I suppose it’s because you become overtly cautious about the whole thing. So much so that you start fussing over it, mulling it over in your head again and again and again, till it starts to ferment.
It’s always on your mind. No matter what you do, this “thing” keeps popping up at every given moment. And because it’s been on your mind for so long, it begins to ferment.
That’s when it begins to stink. And that’s when, according to me, the problem begins.
Let me illustrate with an example.
The year was 1996. The youth at my then church were planning on how to deck the church up for Christmas. All of us were bubbling with ideas – hang a chandelier from there, put up flowers here etc. etc.
One guy had a question. Was the speaker an interesting one, he wanted to know.
What? What an irrelevant question to ask!
But he had a point. Which was – If the speaker was an interesting one, there was no need to worry much about the decorations. The people would be too busy listening to him to even bother about what the church looked like.
But if he was boring, that’s when all the trouble would begin. Every one would get bored and start looking around, straining the eyes for defects in the decorations, looking for faults etc.
Which actually made perfect sense.
When something keeps coming back to you again and again, it becomes boring. I mean, not exactly boring. But very close to boring. In a weird kind of way.
When the initial “ooh I am excited about this whole thing so I think about it” slowly moves towards “I need to think about this thing because I am kinda used to it now”, that is when the whole, well, weirdly boring begins to happen and the whole thing starts moving towards screwing it up.
It could be anything – a vice (alcohol/ cigarette/ food/ shopping), a project at work, a relationship – anything.
The minute it graduates from “freshly put in the fridge” to “slightly old on the verge of fermentation”, that’s when things start moving downwards.
What’s the moral of the story then?
Well, for me, there are two things that I learnt.
To stop worrying about something that is way beyond my control. There are two things I can choose to do – worry my heart out, or let things be as they are and go with the flow. Either ways, I cannot, in any way, influence the eventual outcome.
To stop planning ahead. What’s the point anyway? I mean, when have plans ever worked out for anyone? Unless, of course it’s a lesson plan or something.

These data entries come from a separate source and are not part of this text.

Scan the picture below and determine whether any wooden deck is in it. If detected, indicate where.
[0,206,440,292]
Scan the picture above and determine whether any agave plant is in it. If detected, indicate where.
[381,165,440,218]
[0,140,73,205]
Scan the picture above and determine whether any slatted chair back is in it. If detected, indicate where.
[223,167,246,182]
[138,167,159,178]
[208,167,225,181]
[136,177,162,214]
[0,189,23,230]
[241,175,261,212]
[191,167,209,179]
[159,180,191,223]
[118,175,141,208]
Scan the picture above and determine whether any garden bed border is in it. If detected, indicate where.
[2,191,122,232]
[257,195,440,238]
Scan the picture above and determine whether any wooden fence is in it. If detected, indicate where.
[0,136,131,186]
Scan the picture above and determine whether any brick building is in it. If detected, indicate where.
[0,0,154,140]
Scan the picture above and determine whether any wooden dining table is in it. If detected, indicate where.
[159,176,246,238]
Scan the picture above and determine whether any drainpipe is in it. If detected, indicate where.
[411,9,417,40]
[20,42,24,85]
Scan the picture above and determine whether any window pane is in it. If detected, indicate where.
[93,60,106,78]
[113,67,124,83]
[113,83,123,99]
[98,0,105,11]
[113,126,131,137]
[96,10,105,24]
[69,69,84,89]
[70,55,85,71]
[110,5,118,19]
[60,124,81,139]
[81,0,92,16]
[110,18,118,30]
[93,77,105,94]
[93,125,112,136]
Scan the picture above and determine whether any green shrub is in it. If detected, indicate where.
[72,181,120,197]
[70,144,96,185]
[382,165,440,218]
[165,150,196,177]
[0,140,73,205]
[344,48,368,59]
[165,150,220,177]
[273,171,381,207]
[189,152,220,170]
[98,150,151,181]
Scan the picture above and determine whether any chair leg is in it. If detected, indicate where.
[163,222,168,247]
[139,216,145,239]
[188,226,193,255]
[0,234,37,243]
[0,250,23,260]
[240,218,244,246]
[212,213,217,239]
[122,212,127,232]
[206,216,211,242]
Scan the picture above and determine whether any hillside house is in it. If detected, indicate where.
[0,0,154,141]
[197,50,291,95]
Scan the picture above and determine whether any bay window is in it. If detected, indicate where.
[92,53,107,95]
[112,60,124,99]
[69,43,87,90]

The toughest bit was to stop having those conversations in my head, you know, contemplating what the other person would say and what my response would be.
That’s the worst thing. Because you would go meet some person expecting something while something totally different would be lying in wait for you. The disappointment is unbearable. And yeah, you can trust me on that one.
So yeah, that’s all for today.
Tomorrow, another new life’s lesson.